На месте родительского локала появилась лавочка с черной лакированной вывеской. Под желтыми иероглифами надпись по-русски гласила «Антиквариат Ляо». Сам Ляо, степенно оглаживая длинную седую бороду, восседал за прилавком в халате, расшитом драконами и змеями.

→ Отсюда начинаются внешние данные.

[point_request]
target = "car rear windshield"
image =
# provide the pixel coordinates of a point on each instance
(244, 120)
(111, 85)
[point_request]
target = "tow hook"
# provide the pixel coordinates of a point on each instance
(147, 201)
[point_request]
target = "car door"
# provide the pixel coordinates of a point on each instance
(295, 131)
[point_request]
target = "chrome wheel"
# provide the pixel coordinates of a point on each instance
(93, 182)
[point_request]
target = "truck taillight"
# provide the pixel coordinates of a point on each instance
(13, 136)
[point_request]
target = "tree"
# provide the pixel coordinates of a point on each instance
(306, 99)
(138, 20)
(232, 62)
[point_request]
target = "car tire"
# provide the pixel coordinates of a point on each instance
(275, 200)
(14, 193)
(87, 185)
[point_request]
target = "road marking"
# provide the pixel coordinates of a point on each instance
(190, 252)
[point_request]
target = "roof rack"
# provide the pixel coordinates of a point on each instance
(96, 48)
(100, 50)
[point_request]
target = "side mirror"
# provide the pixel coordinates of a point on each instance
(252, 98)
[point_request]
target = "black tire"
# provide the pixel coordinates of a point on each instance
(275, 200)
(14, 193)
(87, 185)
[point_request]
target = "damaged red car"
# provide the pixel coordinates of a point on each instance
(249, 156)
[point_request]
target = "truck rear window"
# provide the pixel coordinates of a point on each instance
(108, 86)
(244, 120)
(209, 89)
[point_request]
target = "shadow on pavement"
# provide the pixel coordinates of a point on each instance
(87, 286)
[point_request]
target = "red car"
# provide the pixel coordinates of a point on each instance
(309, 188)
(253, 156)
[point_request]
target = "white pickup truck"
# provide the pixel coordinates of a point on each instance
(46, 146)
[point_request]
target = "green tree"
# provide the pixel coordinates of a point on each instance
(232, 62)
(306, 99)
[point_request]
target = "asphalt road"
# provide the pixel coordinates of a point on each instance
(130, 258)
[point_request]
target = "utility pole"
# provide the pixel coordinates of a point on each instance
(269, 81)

Торговал старинными монетами, позеленевшими бронзовыми канделябрами и каким-то ржавым барахлом вроде кованых гвоздей, якобы найденных во время расширения Бункера.
Старик на некоторое время приютил Виктора. Взамен тот приглядывал, чтобы посетители лавки ненароком не прихватили что-то ценное. На вопрос, есть ли в лавке что-либо действительно ценное, Ляо сказал, что самое ценное – это радость, которую испытывает покупатель, думая, что за бесценок купил стоящую вещь. «И вообще, – добавил он, – люди спускаются в Бункер за праздником, и мы делаем им праздник. Мой покойный папа, Самуил Лазаревич Берг, говорил мне – Лева, бери пример с цыган, они устроились так, что люди платят, глядя на то, как они веселятся».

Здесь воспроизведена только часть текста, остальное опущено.